Алика вздохнула. Василий понимал, что перелететь через ураган шансов мало. Он имеет форму воронки, в которую втягиваются гигантские массы воздуха. Пролететь прямо немыслимо, а вот попытаться прошмыгнуть по краю можно. Один к миллиону, что повезет, но выбора нет. Возможно, Алика догадывалась обо всем, но вида не подавала. Спокойно сидела в кресле и шуршала оберткой шоколадки. Василию стало жалко девушку до щема в груди, но что он мог сделать? Ничего, кроме последней отчаянной драки с судьбой за ее и свою жизнь.
Взглянул вниз, определил направление ветра по волнам и стал забирать вправо. Воздух уже двигался и машина ощутимо вздрагивала. Постепенно наполняющееся багровой кровью солнце приближалось к черной спине просто чумовой тучи. Она словно втягивала в себя весь воздух земли.
— Держись крепче, — сказал Василий. Выключил радиостанцию, обесточил все, что можно. Ветер задул заметно сильнее, начал мягко поддавать тяжелым кулаком под хвост, от чего машина клюет носом, рев мотора срывается на баритон. Черная клубящаяся стена светлеет, переходит в темно-серый цвет. Непрерывно сверкающие молнии, словно огромные клыки, появляются и исчезают. Их лязгом был оглушительный гром. Ветер в спину усилился так, что пришлось напрячь все силы, чтобы удерживать штурвал. Самолет грозил вот-вот вскинуть зад лошадиным манером и начать бесконечное кувыркание, пока не рассыплется в воздухе. Хоть немного, но Василий старался забирать вправо. Перемещение почти незаметно, но есть и это придавало уверенность: не просто летят, как фанера по ветру, а сопротивляются!

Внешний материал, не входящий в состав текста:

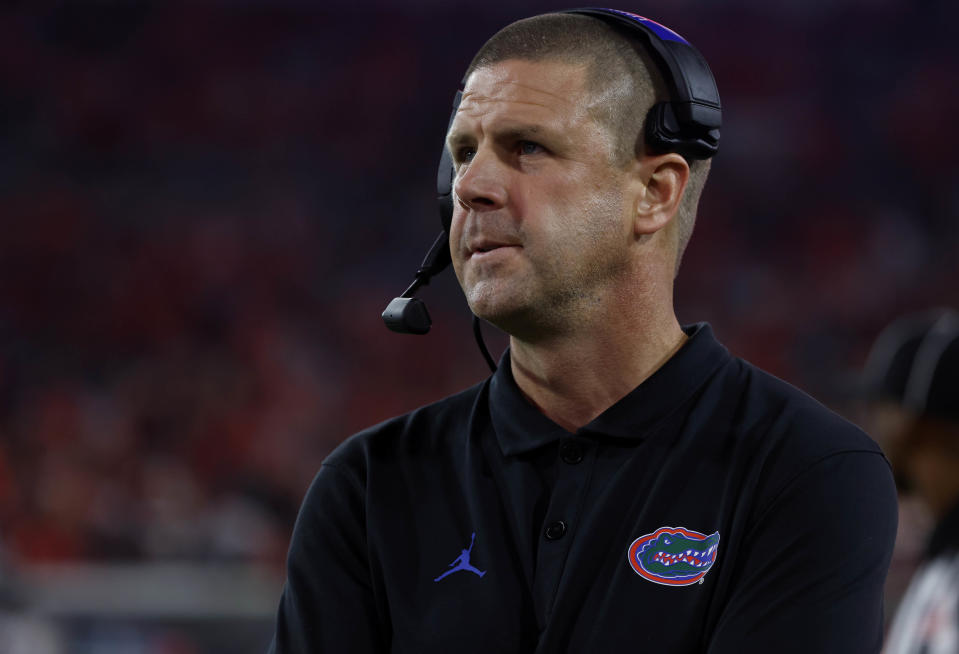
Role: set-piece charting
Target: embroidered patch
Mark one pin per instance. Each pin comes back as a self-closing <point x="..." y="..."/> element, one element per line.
<point x="462" y="562"/>
<point x="673" y="556"/>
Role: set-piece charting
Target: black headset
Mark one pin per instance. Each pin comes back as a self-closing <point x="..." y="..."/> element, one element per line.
<point x="688" y="124"/>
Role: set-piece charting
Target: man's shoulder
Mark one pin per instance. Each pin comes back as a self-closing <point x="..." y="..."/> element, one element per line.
<point x="773" y="409"/>
<point x="430" y="427"/>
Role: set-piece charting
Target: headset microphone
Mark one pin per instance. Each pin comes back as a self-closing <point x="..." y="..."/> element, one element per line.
<point x="407" y="314"/>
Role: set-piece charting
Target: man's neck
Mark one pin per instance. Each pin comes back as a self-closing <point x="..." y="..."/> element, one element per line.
<point x="575" y="377"/>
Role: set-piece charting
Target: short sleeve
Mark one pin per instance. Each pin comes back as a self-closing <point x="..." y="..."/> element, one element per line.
<point x="328" y="604"/>
<point x="810" y="574"/>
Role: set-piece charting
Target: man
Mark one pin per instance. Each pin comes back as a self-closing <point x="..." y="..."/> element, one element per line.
<point x="925" y="454"/>
<point x="622" y="483"/>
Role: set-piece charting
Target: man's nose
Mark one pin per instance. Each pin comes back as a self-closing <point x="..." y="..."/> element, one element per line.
<point x="480" y="185"/>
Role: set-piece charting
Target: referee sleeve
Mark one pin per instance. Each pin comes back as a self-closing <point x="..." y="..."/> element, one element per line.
<point x="328" y="604"/>
<point x="810" y="574"/>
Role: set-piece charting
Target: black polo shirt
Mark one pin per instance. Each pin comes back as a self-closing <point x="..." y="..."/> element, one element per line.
<point x="713" y="509"/>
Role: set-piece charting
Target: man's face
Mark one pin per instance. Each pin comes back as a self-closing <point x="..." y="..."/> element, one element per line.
<point x="541" y="227"/>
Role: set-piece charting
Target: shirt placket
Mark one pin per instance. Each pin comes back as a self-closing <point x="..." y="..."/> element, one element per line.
<point x="576" y="458"/>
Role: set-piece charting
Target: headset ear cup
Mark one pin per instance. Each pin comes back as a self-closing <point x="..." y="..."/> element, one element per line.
<point x="662" y="128"/>
<point x="664" y="133"/>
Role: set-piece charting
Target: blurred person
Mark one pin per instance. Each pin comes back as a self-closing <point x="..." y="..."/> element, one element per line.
<point x="620" y="481"/>
<point x="925" y="457"/>
<point x="886" y="415"/>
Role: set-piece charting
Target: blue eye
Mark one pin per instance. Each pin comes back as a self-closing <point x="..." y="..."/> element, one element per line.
<point x="529" y="147"/>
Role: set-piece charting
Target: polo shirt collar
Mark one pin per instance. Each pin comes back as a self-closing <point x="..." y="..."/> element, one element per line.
<point x="521" y="427"/>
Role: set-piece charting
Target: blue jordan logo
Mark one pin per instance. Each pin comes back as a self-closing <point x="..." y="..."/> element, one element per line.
<point x="462" y="562"/>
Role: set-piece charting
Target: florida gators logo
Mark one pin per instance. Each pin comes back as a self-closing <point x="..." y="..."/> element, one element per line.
<point x="673" y="556"/>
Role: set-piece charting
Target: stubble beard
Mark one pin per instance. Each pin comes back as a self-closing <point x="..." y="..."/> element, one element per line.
<point x="550" y="297"/>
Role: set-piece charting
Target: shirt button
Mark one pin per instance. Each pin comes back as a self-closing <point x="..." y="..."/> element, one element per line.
<point x="571" y="452"/>
<point x="556" y="530"/>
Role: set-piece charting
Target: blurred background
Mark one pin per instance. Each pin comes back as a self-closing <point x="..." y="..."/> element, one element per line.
<point x="205" y="206"/>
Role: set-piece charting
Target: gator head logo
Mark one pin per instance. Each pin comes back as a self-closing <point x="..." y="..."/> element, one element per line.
<point x="673" y="556"/>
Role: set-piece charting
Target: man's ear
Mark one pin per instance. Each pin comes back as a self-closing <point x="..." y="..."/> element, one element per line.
<point x="664" y="178"/>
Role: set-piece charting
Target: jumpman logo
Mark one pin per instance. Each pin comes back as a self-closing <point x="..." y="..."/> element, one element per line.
<point x="462" y="562"/>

Скорость росла все больше и больше и Василий решил не форсировать мотор. Стал понемногу сбрасывать обороты. На удивление, скорость не падала, а вроде как росла! Наглея, сбавлял еще и еще, почти до холостого хода. Самолет продолжает лететь! Жесткие ладони урагана несли его в неведомое. Хорошо, что пока не прихлопнули! Темно-серая стена надвинулась, раскрылась, как пасть кошмарного монстра и проглотила… Мир пропал. Всюду мгла, раздираемая вспышками молний. Люди в маленькой кабинке самолета оказались в середине хаоса, невообразимого театра грома, белых огней молний и жестоких ударов воздуха со всех сторон. Василий бросил взгляд на приборы — все показания сбились. Стрелки ведут себя, как хотят: колотятся о стенки, дрожат, барабанят по ограничителям. Высотомер показывает ноль, что значит — они не летят, а стоят на земле, просто это не чувствуется. Он знал, что верить ничему нельзя. Единственный прибор, который не обманет — собственный зад. Только он точно определит, где верх, а где низ. Руки крепко держат штурвал, немедленно реагируя на колебания и упрямо тянут на себя, а он норовит вырваться и уткнуться в приборную доску.
Непрерывный грохот слился в один бесконечный гром водопада размером с две Волги, падающих с Кавказского хребта. Василий начал постепенно утрачивать связь с реальностью. Он сам себе казался единственным выжившим в продолжающемся катаклизме всеобщей гибели. От сильного электростатического поля волосы стоят торчком, как иглы напуганного дикобраза, выпученные глаза часто-часто моргают. «Вот бы сейчас сфотографироваться. На паспорт»! — промелькнула идиотская мысль. Почему-то стало смешно, то ли нервы не выдерживали, то ли от очень «умной мысли», но немного отпустило. Оглянулся на Алику, ожидая увидеть ее в обмороке. Девушка сидит, как на приеме у стоматолога: вжавшись в кресло, белые пальцы намертво вцепились в поручни. Голубые глаза широко открыты и не мигая смотрят в лобовое стекло, черные волосы шевелятся, сплетаются в локоны и поднимаются к верху. Василий невольно вспомнил миф о Медузе Горгоне.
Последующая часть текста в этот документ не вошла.